Mr Clarke’s research aims to generate variety specific predictive models that will allow the grading of a load, based on WGY, at the delivery point.

What does the research involve?

Mr Clarke’s developing the models through application of sophisticated machine learning algorithms to a dataset of historical rice production records which incorporate the key factors that influence rice WGY during crop development.

The 2020 rice harvest was an opportunity to validate preliminary models on the new post-harvest data being captured.

A pilot study was designed to focus on production of the most widely grown rice variety, Reiziq, in the MIA.

Mr Clarke said the dataset construction was made up of three key stages.

“The first step involved collation of historical industry data, where grower recorded crop management surveys were joined to the delivery stand data and the resulting quality appraisals of that crop,” he said.

“Next, rice phenology data, as reported by the NSW Department of Primary Industries (NSW DPI), was used to approximate the timings of critical development stages of each crop.

“Finally, the rice crop phenology and location data was used to extract the raw weather data from the closest weather station, allowing the climatic conditions experienced during each crop development stage to be added to the dataset.”

Initial model development from the pilot study dataset involves a cycle of ‘Feature Selection’, ‘Algorithm Selection and Parameter Optimisation’ and ‘Validation of Model Results’.
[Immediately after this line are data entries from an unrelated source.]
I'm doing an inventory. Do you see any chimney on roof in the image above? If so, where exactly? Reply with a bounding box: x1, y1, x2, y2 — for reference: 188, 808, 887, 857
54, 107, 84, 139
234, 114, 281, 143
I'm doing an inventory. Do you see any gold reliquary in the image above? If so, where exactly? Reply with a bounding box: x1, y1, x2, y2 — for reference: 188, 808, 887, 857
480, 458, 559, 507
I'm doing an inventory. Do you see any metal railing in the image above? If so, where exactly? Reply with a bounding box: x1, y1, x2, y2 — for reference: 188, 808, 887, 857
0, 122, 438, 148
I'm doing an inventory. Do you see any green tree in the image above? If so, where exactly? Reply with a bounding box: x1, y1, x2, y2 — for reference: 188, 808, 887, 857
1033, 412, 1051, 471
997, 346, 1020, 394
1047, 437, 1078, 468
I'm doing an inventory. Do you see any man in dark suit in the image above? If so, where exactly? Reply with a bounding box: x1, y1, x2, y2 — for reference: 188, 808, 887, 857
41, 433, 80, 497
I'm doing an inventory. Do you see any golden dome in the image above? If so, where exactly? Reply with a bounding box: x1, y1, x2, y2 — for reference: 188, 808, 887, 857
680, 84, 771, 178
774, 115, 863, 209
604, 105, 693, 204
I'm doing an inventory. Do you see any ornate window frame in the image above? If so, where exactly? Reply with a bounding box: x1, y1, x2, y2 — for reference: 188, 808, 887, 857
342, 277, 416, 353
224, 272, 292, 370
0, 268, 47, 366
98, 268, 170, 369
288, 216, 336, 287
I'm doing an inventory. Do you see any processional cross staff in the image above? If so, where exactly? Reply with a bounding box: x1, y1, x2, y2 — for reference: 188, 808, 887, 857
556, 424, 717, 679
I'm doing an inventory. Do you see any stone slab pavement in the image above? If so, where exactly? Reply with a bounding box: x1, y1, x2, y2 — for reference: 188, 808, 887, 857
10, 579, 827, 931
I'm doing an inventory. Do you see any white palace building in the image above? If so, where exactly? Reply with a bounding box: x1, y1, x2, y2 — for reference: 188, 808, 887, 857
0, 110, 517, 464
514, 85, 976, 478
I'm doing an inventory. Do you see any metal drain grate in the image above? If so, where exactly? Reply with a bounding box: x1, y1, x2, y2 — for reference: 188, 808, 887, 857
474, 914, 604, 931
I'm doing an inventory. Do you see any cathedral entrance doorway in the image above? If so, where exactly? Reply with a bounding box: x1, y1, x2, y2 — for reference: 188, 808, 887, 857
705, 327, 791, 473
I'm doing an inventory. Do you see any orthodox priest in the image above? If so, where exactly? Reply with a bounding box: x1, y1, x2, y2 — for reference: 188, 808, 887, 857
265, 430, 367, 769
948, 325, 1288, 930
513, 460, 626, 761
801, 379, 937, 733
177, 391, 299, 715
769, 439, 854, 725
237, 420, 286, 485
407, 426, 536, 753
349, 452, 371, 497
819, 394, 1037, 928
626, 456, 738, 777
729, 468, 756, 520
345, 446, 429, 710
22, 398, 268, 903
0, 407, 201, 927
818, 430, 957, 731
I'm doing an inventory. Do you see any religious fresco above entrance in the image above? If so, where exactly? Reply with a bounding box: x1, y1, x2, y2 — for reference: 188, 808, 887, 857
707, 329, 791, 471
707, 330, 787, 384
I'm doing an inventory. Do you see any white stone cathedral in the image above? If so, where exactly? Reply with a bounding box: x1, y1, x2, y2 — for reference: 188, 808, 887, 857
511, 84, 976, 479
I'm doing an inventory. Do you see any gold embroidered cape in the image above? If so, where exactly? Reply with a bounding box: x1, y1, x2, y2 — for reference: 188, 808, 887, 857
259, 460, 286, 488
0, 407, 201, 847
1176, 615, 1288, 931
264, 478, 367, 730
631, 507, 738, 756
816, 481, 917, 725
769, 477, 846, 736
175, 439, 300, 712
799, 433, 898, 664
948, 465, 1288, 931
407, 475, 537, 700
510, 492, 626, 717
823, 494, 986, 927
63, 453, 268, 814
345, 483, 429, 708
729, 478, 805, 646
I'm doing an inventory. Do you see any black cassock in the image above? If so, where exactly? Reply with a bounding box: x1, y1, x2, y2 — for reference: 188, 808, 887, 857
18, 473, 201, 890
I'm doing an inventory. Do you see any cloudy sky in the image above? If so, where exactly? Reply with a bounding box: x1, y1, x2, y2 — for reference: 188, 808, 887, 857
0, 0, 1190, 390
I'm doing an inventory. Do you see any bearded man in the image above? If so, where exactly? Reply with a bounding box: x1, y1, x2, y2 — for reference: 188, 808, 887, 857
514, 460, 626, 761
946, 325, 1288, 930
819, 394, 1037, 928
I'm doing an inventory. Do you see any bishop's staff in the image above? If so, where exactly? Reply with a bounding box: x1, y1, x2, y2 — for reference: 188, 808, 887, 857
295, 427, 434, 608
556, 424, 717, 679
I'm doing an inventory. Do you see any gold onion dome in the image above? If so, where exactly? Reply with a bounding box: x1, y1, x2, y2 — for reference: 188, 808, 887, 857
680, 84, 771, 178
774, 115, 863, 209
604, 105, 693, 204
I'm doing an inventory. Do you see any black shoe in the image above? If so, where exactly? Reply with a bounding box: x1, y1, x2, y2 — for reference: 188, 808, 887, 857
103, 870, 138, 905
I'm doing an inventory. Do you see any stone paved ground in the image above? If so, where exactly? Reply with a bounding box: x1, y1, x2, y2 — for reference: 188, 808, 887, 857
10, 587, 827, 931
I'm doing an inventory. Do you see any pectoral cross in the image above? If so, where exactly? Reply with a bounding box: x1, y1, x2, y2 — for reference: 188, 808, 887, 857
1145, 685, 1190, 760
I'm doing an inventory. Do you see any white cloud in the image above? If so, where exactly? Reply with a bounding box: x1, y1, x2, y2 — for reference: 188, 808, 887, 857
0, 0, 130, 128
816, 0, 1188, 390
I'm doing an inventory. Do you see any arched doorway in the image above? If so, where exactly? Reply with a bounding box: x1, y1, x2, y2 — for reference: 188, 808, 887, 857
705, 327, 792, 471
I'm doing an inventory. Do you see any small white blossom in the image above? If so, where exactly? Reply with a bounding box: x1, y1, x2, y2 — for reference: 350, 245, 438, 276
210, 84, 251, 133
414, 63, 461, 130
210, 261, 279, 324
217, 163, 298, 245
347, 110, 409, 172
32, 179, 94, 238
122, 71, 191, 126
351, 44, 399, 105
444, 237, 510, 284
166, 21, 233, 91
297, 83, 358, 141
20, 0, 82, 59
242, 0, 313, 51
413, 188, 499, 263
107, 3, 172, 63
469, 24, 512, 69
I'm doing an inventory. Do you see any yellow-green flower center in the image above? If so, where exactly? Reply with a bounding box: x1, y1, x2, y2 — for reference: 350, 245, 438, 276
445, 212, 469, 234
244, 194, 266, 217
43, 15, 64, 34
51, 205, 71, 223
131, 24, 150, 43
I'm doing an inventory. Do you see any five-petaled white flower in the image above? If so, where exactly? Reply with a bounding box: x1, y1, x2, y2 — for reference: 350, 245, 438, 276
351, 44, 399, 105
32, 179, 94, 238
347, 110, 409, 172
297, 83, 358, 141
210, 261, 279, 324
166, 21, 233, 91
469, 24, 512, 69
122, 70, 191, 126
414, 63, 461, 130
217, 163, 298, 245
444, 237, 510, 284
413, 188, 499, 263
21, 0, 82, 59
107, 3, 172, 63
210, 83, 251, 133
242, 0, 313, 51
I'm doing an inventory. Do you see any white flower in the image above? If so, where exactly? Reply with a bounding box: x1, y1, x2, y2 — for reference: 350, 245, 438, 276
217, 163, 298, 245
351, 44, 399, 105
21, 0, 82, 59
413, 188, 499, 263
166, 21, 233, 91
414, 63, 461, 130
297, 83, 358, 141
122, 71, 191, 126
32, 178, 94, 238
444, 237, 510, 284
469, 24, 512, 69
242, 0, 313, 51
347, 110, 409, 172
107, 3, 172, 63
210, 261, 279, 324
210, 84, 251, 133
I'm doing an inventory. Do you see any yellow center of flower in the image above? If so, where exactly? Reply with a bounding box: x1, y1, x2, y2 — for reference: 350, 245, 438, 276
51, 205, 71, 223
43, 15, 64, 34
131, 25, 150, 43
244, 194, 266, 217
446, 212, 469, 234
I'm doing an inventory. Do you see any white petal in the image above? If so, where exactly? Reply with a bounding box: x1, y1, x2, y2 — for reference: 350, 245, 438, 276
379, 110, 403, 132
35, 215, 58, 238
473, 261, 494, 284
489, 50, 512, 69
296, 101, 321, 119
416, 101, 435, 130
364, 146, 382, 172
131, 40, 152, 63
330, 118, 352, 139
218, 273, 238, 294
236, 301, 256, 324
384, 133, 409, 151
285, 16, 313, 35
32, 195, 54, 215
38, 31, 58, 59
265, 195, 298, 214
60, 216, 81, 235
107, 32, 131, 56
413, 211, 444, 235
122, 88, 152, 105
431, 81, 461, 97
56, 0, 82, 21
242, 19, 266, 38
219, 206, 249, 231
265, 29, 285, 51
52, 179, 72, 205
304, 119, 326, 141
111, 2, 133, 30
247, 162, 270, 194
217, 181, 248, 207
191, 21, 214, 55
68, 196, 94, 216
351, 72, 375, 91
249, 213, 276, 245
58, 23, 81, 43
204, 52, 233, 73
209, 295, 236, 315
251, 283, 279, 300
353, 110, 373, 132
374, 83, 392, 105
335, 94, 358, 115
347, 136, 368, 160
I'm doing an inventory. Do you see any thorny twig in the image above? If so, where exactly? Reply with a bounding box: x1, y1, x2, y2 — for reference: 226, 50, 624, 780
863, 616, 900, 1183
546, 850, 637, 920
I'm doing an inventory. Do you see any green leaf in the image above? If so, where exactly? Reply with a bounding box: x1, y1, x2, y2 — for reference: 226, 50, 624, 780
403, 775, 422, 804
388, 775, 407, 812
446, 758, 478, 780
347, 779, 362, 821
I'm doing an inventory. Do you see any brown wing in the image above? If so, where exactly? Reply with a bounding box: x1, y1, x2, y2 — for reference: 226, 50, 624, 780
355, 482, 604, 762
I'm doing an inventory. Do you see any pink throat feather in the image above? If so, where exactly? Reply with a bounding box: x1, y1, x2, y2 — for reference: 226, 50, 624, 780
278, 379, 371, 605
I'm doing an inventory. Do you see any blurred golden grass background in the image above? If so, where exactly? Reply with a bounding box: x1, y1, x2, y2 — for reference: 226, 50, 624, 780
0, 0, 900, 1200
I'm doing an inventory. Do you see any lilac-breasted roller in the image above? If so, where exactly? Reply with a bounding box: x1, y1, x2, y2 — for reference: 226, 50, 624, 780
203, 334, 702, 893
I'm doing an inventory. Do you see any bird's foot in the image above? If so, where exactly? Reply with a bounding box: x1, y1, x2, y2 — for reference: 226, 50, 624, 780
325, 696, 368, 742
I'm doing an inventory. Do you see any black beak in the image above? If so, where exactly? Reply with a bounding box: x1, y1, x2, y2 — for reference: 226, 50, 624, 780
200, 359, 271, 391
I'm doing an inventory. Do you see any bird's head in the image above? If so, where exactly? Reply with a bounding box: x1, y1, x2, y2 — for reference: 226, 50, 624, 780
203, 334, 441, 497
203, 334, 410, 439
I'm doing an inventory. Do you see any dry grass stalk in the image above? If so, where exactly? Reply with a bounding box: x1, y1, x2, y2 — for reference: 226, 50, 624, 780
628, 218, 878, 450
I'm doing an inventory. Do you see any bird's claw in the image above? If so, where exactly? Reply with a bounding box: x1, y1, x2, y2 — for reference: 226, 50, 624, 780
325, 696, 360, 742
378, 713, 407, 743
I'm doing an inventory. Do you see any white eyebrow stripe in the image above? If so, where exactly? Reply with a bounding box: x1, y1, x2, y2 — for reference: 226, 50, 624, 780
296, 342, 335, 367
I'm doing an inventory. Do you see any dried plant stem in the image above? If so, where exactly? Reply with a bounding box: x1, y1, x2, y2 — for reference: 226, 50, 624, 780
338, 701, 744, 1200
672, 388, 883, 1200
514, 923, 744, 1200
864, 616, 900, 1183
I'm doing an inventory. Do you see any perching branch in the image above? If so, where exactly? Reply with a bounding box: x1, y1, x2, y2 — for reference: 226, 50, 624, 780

“This process is critical in the identification of the most impactful variables, selection of the algorithm that best fits the dataset, and validation of model accuracy when predicting the new results,” said Mr Clarke.

“Repetitions of the cycle allow for further optimisation and improvement of prediction accuracy and in turn the development of the best possible model.”Graphic showing rice crop timeline

How did the model perform?

Mr Clarke said preliminary validation results are showing strong prediction capabilities, particularly after application of feature selection.

“Testing is ongoing to further enhance prediction accuracy and identify best practice methods, particularly for data pre-processing, feature selection and algorithm optimisation,” he said.

“It’s anticipated that this will allow streamlining of future model development for each active variety on enriched datasets which include records from all growing regions and increased resolution of weather station data.”

The final results and findings of the pilot study are expected to be released to coincide with the end of the 2020 harvest and grower meetings to be held by the Rice Extension and the SunRice Grower Services teams across the Riverina.

What’s the potential benefit?

Mr Clarke hopes his research will deliver benefits to growers through better understanding of the factors affecting WGY but also through improved storage and milling.

“One of the key aims of the project is to develop the ability to segregate rice at the delivery point on the basis of milling potential, which would allow processing operations to be planned to maximise WGY.

“The price for whole grain is double that for cracked and broken grains, so that means if we can reduce the percentage of broken grains, through better management of storage and milling, it could have a big impact on the value of the crop, and hopefully lead to better prices for growers,” Mr Clarke said.